My DS has always had handwriting issues and strength issues - yet has a beautiful grip. At 3 we worked on it with triangle pencils and pencil grips. So while I agree with Portia and others about the need for the functional grip - there are potentially still problems with the writing that can be remediated in other ways.
For my DS 7 the issues were size, space and quality and shape of the letters. With OT and hard work on his part he has made considerable improvements in some of these issues. The thing that has been most effective for him with size and spacing has been using graph paper - the boxes give him the dimensionality and force him to leave a space between words rather than between letters.Without the boundaries, like on unlined paper, his letters are enormous. This is a problem on worksheets in math - he runs out of room.
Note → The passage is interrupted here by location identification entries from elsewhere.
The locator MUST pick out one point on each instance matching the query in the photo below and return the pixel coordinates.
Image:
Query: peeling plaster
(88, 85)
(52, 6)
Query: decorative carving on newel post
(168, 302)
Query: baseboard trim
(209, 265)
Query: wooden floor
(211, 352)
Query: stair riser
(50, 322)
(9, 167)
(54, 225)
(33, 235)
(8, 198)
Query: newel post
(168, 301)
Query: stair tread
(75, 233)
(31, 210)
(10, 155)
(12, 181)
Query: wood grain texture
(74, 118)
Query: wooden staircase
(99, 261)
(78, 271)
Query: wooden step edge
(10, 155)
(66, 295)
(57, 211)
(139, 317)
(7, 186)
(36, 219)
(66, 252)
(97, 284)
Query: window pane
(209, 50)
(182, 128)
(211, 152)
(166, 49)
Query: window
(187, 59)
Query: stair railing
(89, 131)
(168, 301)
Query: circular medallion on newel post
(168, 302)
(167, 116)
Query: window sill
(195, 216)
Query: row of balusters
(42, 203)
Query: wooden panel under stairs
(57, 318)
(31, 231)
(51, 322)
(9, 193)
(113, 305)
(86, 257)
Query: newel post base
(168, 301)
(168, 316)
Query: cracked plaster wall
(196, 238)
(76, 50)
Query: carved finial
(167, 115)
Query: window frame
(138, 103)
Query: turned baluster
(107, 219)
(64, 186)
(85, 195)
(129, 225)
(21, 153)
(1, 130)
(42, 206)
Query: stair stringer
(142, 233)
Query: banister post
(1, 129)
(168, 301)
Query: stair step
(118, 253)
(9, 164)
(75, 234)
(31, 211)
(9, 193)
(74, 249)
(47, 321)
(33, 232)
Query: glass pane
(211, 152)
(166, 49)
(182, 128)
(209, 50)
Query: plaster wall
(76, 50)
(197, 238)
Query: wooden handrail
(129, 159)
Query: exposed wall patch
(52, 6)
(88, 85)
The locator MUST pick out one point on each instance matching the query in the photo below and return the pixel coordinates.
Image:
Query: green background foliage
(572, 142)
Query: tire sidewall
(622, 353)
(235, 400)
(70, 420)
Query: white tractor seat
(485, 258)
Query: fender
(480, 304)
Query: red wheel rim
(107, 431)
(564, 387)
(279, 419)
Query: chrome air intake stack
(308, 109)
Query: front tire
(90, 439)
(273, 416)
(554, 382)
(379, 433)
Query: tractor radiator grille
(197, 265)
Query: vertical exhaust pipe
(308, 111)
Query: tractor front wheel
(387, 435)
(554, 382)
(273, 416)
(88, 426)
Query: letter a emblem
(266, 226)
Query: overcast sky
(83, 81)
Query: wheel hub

What has not improved is the use of random capitalization of certain letters - D and B in particular - when doing it lowercase he will often reverse them. And the letters are always different, he has no consistency in remembrance of shape
Interesting that a lot here like mechanical pencils - DS leans on them or uses so much pressure that he breaks lead in them constantly, so much so we stopped having him use them.
Very fortunate this year - DS teacher is not penalizing him for his writing issues - his report card ignored it and gave him the grade his content deserved - I was shocked - that was not the case last year. And DS was so pleased to get the at grade level rating rather than below.